The last Hearst Distinguished Lecture Series 2005 at FIU took place last Wednesday, March 30 at the Wolfe Center ballroom at 6:00 p.m. The panelists were CNN Talent Development Senior Vice President Princell Hair; Miami Herald Investigative Reporter David Kidwell, Editor & Publisher's Greg Mitchell and Attorney/Journalist Bruce Sanford.

The reason I'm being specific is because this was one of the most interesting lectures; it touches upon a very fragile topic: Media and democracy. As SJMC Dean Lilian L. Kopenhaver mentioned, "American journalism is under assault as never before. U.S federal judges hold more and more reporters in contempt of sources, market and profit pressures..."

During my time in the lecture, I have written some of their quotes that really stuck on my mind. For example, Attorney Sanford said, "We have had a harsh time since the Watergate scandal." Paradoxically, this has been the most important event that changed the history of American Journalism, but this form of investigative journalsim is also seen as a threat to American democracy, as seen also in the Pentagon Papers, when the government didn't want the New York Times to disclose such important document.

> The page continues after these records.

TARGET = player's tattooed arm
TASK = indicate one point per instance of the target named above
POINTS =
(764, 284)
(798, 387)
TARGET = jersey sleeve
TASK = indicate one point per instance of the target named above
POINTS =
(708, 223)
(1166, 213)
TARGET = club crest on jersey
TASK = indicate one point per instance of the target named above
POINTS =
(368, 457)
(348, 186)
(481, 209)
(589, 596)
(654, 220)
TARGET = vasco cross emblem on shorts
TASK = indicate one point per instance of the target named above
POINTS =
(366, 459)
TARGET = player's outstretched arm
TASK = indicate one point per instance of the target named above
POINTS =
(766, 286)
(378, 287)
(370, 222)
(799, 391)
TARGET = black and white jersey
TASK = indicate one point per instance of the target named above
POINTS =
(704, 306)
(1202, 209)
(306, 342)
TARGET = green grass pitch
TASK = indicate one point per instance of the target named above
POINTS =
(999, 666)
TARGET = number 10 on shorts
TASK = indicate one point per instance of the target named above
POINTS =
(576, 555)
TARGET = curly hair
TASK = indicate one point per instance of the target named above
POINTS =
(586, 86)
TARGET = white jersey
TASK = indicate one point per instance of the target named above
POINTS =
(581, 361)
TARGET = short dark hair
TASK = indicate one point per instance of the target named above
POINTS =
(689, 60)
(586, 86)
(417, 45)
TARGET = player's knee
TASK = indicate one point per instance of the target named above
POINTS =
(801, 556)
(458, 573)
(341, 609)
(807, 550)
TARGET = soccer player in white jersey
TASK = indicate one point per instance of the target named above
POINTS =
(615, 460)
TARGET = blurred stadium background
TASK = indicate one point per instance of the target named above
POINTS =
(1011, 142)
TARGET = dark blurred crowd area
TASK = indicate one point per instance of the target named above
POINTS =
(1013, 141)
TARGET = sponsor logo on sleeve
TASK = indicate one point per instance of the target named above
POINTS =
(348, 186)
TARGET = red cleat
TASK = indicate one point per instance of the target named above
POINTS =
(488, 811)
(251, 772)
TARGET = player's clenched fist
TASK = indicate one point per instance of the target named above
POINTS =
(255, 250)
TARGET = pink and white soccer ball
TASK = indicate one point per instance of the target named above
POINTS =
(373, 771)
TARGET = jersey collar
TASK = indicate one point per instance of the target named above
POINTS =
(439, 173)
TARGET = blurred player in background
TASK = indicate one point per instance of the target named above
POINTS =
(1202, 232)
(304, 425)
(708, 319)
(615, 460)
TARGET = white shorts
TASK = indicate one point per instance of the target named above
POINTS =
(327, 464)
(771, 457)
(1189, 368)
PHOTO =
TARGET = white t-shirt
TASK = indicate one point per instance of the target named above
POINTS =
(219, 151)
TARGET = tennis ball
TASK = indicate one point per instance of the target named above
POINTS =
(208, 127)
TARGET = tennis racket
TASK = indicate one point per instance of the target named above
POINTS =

David Kidwell's experience corroborated that a journalist must have guts to defend his principles and truth, otherwise, "if you can't keep the promise, don't be a journalist." He explained that journalism needs real reporters more than ever instead of having "talking heads on TV than real newsanchors."

When I heard his words, I asked to myself how far I can go if I have a confidential content to be published. If I have a family, would I be able to se them aside and defend what I believe? I'm sure many of you would ask the same questions. However, I must agree with some of my Online News classmates. Kidwell overshadowed the other panelists who also seemed to have different opinions which almost heated the lecture.

One of the things I realized is that someone must do the job. Unfortunately, some journalists seem to be intimidated by government's threats. The ones who have defend their Freedom of Speech rights in other countries they even go to prison or to a grave. Even though we have some restrictions from the American government, at least we have a form of democracy in this country.

Even though we have these discussions in public, it is hard to find an equillibrium between privacy and the right for the media to intervene in public affairs. How can we do that? Do we affect a country's interest whatsoever? This forum left me with some unanswered questions...maybe I regretted for not standing in front of the microphone that night.